Chronique

Junk Magic

Compass confusion

Craig Taborn (p, keyboard), Chris Speed (ts, clar), Mat Maneri (alto), Erik Fratzke (b), David King (dm, electronic)

Label / Distribution : Pyroclastic Records

Dix sept ans après Compass Confusion sorti sur le label Thirsty Ear, le pianiste et claviériste Craig Taborn réactive son projet Junk Magic. Avec un léger remaniement du line-up, puisque l’alto et clarinettiste Chris Speed remplace le ténor Aaron Stewart et qu’Erik Fratzke transforme le quartet en quintet, on retrouve le même souci de confrontation entre l’électronique et l’acoustique. En dépit de la prédominance de la première, qui impose avec une précision chirurgicale une touche synthétique froide, l’arrivée du second dans son champ apporte, sans pour autant le dénaturer, un cachet supplémentaire par sa texture chaleureuse.

On navigue ainsi dans un entre-deux-eaux qui peut dérouter à l’abord. Les morceaux s’enchaînent, en effet, sans vraiment dégager, non une ligne directrice mais une forme précise. Comme situés dans l’avant-pensée, dans un magma encore informulé, les instrumentistes jouent sur des plages contemplatives sans s’imposer et en pratiquant l’art de l’ellipse.
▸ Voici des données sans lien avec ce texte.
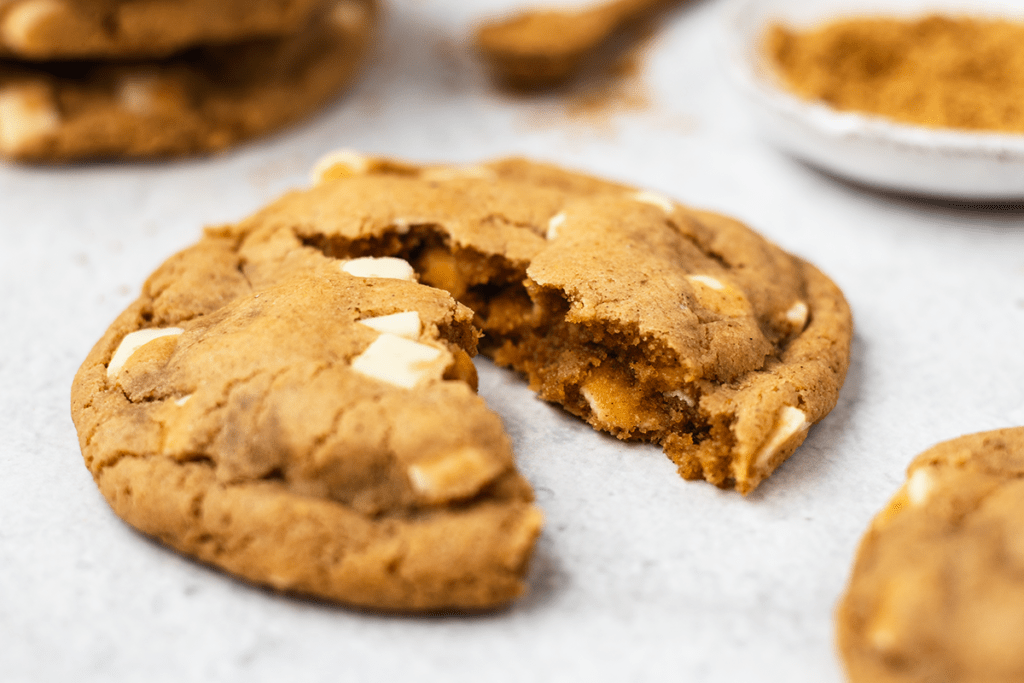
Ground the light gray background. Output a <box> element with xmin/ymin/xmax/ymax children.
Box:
<box><xmin>0</xmin><ymin>0</ymin><xmax>1024</xmax><ymax>683</ymax></box>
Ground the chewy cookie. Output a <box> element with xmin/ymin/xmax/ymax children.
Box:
<box><xmin>836</xmin><ymin>427</ymin><xmax>1024</xmax><ymax>683</ymax></box>
<box><xmin>73</xmin><ymin>248</ymin><xmax>541</xmax><ymax>610</ymax></box>
<box><xmin>0</xmin><ymin>0</ymin><xmax>375</xmax><ymax>162</ymax></box>
<box><xmin>299</xmin><ymin>154</ymin><xmax>852</xmax><ymax>494</ymax></box>
<box><xmin>0</xmin><ymin>0</ymin><xmax>323</xmax><ymax>59</ymax></box>
<box><xmin>72</xmin><ymin>153</ymin><xmax>851</xmax><ymax>609</ymax></box>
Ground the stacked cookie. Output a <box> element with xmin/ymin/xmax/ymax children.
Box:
<box><xmin>0</xmin><ymin>0</ymin><xmax>375</xmax><ymax>162</ymax></box>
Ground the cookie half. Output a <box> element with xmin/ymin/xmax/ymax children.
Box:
<box><xmin>294</xmin><ymin>154</ymin><xmax>852</xmax><ymax>493</ymax></box>
<box><xmin>0</xmin><ymin>0</ymin><xmax>323</xmax><ymax>60</ymax></box>
<box><xmin>0</xmin><ymin>0</ymin><xmax>375</xmax><ymax>162</ymax></box>
<box><xmin>836</xmin><ymin>427</ymin><xmax>1024</xmax><ymax>683</ymax></box>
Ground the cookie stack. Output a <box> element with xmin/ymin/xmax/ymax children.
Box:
<box><xmin>0</xmin><ymin>0</ymin><xmax>376</xmax><ymax>162</ymax></box>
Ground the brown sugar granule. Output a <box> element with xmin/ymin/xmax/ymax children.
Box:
<box><xmin>766</xmin><ymin>14</ymin><xmax>1024</xmax><ymax>132</ymax></box>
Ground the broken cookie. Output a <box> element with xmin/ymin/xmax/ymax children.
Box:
<box><xmin>72</xmin><ymin>153</ymin><xmax>851</xmax><ymax>609</ymax></box>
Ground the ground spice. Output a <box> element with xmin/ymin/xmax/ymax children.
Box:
<box><xmin>766</xmin><ymin>15</ymin><xmax>1024</xmax><ymax>133</ymax></box>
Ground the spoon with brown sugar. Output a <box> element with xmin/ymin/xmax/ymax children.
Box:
<box><xmin>476</xmin><ymin>0</ymin><xmax>678</xmax><ymax>90</ymax></box>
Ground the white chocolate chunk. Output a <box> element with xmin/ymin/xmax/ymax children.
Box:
<box><xmin>906</xmin><ymin>468</ymin><xmax>935</xmax><ymax>506</ymax></box>
<box><xmin>352</xmin><ymin>333</ymin><xmax>451</xmax><ymax>389</ymax></box>
<box><xmin>359</xmin><ymin>310</ymin><xmax>422</xmax><ymax>340</ymax></box>
<box><xmin>116</xmin><ymin>74</ymin><xmax>157</xmax><ymax>114</ymax></box>
<box><xmin>686</xmin><ymin>275</ymin><xmax>725</xmax><ymax>292</ymax></box>
<box><xmin>0</xmin><ymin>0</ymin><xmax>68</xmax><ymax>49</ymax></box>
<box><xmin>0</xmin><ymin>83</ymin><xmax>60</xmax><ymax>154</ymax></box>
<box><xmin>754</xmin><ymin>405</ymin><xmax>811</xmax><ymax>469</ymax></box>
<box><xmin>633</xmin><ymin>189</ymin><xmax>676</xmax><ymax>213</ymax></box>
<box><xmin>785</xmin><ymin>301</ymin><xmax>810</xmax><ymax>330</ymax></box>
<box><xmin>407</xmin><ymin>446</ymin><xmax>505</xmax><ymax>503</ymax></box>
<box><xmin>546</xmin><ymin>213</ymin><xmax>565</xmax><ymax>240</ymax></box>
<box><xmin>341</xmin><ymin>256</ymin><xmax>416</xmax><ymax>283</ymax></box>
<box><xmin>106</xmin><ymin>328</ymin><xmax>184</xmax><ymax>381</ymax></box>
<box><xmin>331</xmin><ymin>0</ymin><xmax>370</xmax><ymax>33</ymax></box>
<box><xmin>309</xmin><ymin>150</ymin><xmax>370</xmax><ymax>185</ymax></box>
<box><xmin>665</xmin><ymin>389</ymin><xmax>697</xmax><ymax>408</ymax></box>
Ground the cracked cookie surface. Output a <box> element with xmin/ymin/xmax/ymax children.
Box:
<box><xmin>836</xmin><ymin>427</ymin><xmax>1024</xmax><ymax>683</ymax></box>
<box><xmin>72</xmin><ymin>153</ymin><xmax>851</xmax><ymax>609</ymax></box>
<box><xmin>0</xmin><ymin>0</ymin><xmax>376</xmax><ymax>162</ymax></box>
<box><xmin>0</xmin><ymin>0</ymin><xmax>322</xmax><ymax>60</ymax></box>
<box><xmin>73</xmin><ymin>240</ymin><xmax>541</xmax><ymax>610</ymax></box>
<box><xmin>299</xmin><ymin>154</ymin><xmax>852</xmax><ymax>493</ymax></box>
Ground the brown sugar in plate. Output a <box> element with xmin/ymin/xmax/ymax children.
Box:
<box><xmin>72</xmin><ymin>153</ymin><xmax>851</xmax><ymax>610</ymax></box>
<box><xmin>0</xmin><ymin>0</ymin><xmax>376</xmax><ymax>163</ymax></box>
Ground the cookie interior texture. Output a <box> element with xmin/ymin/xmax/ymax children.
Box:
<box><xmin>73</xmin><ymin>154</ymin><xmax>851</xmax><ymax>609</ymax></box>
<box><xmin>0</xmin><ymin>0</ymin><xmax>323</xmax><ymax>60</ymax></box>
<box><xmin>0</xmin><ymin>0</ymin><xmax>376</xmax><ymax>162</ymax></box>
<box><xmin>837</xmin><ymin>427</ymin><xmax>1024</xmax><ymax>683</ymax></box>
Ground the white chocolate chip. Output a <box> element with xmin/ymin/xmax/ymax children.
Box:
<box><xmin>0</xmin><ymin>0</ymin><xmax>68</xmax><ymax>49</ymax></box>
<box><xmin>331</xmin><ymin>0</ymin><xmax>370</xmax><ymax>33</ymax></box>
<box><xmin>906</xmin><ymin>468</ymin><xmax>935</xmax><ymax>506</ymax></box>
<box><xmin>633</xmin><ymin>190</ymin><xmax>676</xmax><ymax>213</ymax></box>
<box><xmin>785</xmin><ymin>301</ymin><xmax>810</xmax><ymax>330</ymax></box>
<box><xmin>665</xmin><ymin>389</ymin><xmax>697</xmax><ymax>408</ymax></box>
<box><xmin>546</xmin><ymin>213</ymin><xmax>565</xmax><ymax>240</ymax></box>
<box><xmin>407</xmin><ymin>446</ymin><xmax>505</xmax><ymax>503</ymax></box>
<box><xmin>359</xmin><ymin>310</ymin><xmax>422</xmax><ymax>340</ymax></box>
<box><xmin>754</xmin><ymin>405</ymin><xmax>811</xmax><ymax>469</ymax></box>
<box><xmin>106</xmin><ymin>328</ymin><xmax>184</xmax><ymax>381</ymax></box>
<box><xmin>352</xmin><ymin>333</ymin><xmax>451</xmax><ymax>389</ymax></box>
<box><xmin>686</xmin><ymin>275</ymin><xmax>725</xmax><ymax>292</ymax></box>
<box><xmin>341</xmin><ymin>256</ymin><xmax>416</xmax><ymax>283</ymax></box>
<box><xmin>309</xmin><ymin>150</ymin><xmax>370</xmax><ymax>185</ymax></box>
<box><xmin>116</xmin><ymin>74</ymin><xmax>157</xmax><ymax>114</ymax></box>
<box><xmin>0</xmin><ymin>83</ymin><xmax>60</xmax><ymax>154</ymax></box>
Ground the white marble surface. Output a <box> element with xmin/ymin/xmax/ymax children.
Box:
<box><xmin>0</xmin><ymin>0</ymin><xmax>1024</xmax><ymax>683</ymax></box>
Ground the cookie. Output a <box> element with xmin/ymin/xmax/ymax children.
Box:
<box><xmin>474</xmin><ymin>0</ymin><xmax>678</xmax><ymax>90</ymax></box>
<box><xmin>72</xmin><ymin>157</ymin><xmax>851</xmax><ymax>609</ymax></box>
<box><xmin>0</xmin><ymin>0</ymin><xmax>375</xmax><ymax>162</ymax></box>
<box><xmin>836</xmin><ymin>427</ymin><xmax>1024</xmax><ymax>683</ymax></box>
<box><xmin>0</xmin><ymin>0</ymin><xmax>322</xmax><ymax>60</ymax></box>
<box><xmin>299</xmin><ymin>154</ymin><xmax>852</xmax><ymax>494</ymax></box>
<box><xmin>73</xmin><ymin>239</ymin><xmax>541</xmax><ymax>610</ymax></box>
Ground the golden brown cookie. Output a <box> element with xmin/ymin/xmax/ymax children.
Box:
<box><xmin>72</xmin><ymin>157</ymin><xmax>851</xmax><ymax>609</ymax></box>
<box><xmin>0</xmin><ymin>0</ymin><xmax>323</xmax><ymax>60</ymax></box>
<box><xmin>243</xmin><ymin>154</ymin><xmax>852</xmax><ymax>493</ymax></box>
<box><xmin>836</xmin><ymin>427</ymin><xmax>1024</xmax><ymax>683</ymax></box>
<box><xmin>0</xmin><ymin>0</ymin><xmax>375</xmax><ymax>162</ymax></box>
<box><xmin>72</xmin><ymin>239</ymin><xmax>541</xmax><ymax>610</ymax></box>
<box><xmin>475</xmin><ymin>0</ymin><xmax>679</xmax><ymax>90</ymax></box>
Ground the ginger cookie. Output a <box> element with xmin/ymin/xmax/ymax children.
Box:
<box><xmin>72</xmin><ymin>242</ymin><xmax>541</xmax><ymax>610</ymax></box>
<box><xmin>836</xmin><ymin>427</ymin><xmax>1024</xmax><ymax>683</ymax></box>
<box><xmin>299</xmin><ymin>154</ymin><xmax>852</xmax><ymax>494</ymax></box>
<box><xmin>474</xmin><ymin>0</ymin><xmax>679</xmax><ymax>91</ymax></box>
<box><xmin>72</xmin><ymin>153</ymin><xmax>851</xmax><ymax>609</ymax></box>
<box><xmin>0</xmin><ymin>0</ymin><xmax>375</xmax><ymax>162</ymax></box>
<box><xmin>0</xmin><ymin>0</ymin><xmax>323</xmax><ymax>60</ymax></box>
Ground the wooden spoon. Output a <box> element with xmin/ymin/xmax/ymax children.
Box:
<box><xmin>476</xmin><ymin>0</ymin><xmax>673</xmax><ymax>90</ymax></box>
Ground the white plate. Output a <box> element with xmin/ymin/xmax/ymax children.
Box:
<box><xmin>726</xmin><ymin>0</ymin><xmax>1024</xmax><ymax>201</ymax></box>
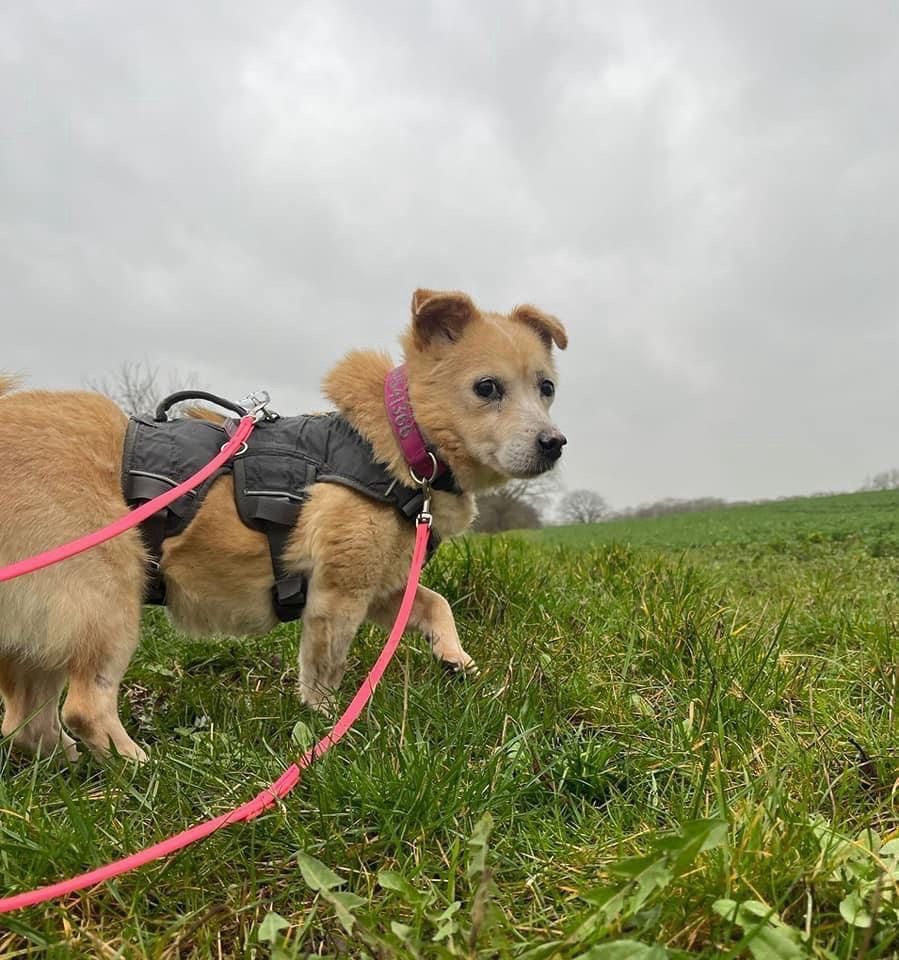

Pourtant, à creuser un peu l’écoute, et en laissant les habitudes de côté, on apprécie le travail sur le grain, la texture riche et mouvante de ce quintet qui navigue de manière organique loin des conventions jazz traditionnelles.

Mieux, au détour d’une plage étale, la prise en main d’une rythmique forte (notamment grâce au travail de Dave King) entraîne avec volubilité sur des territoires itératifs hypnotiques qui convoquent le meilleur de la musique électronique. Sur “The Science of Why Devils Smell Like Sulfur”, la prestation d’un Mat Maneri aussi présent que délicieusement évanescent produit un effet captivant.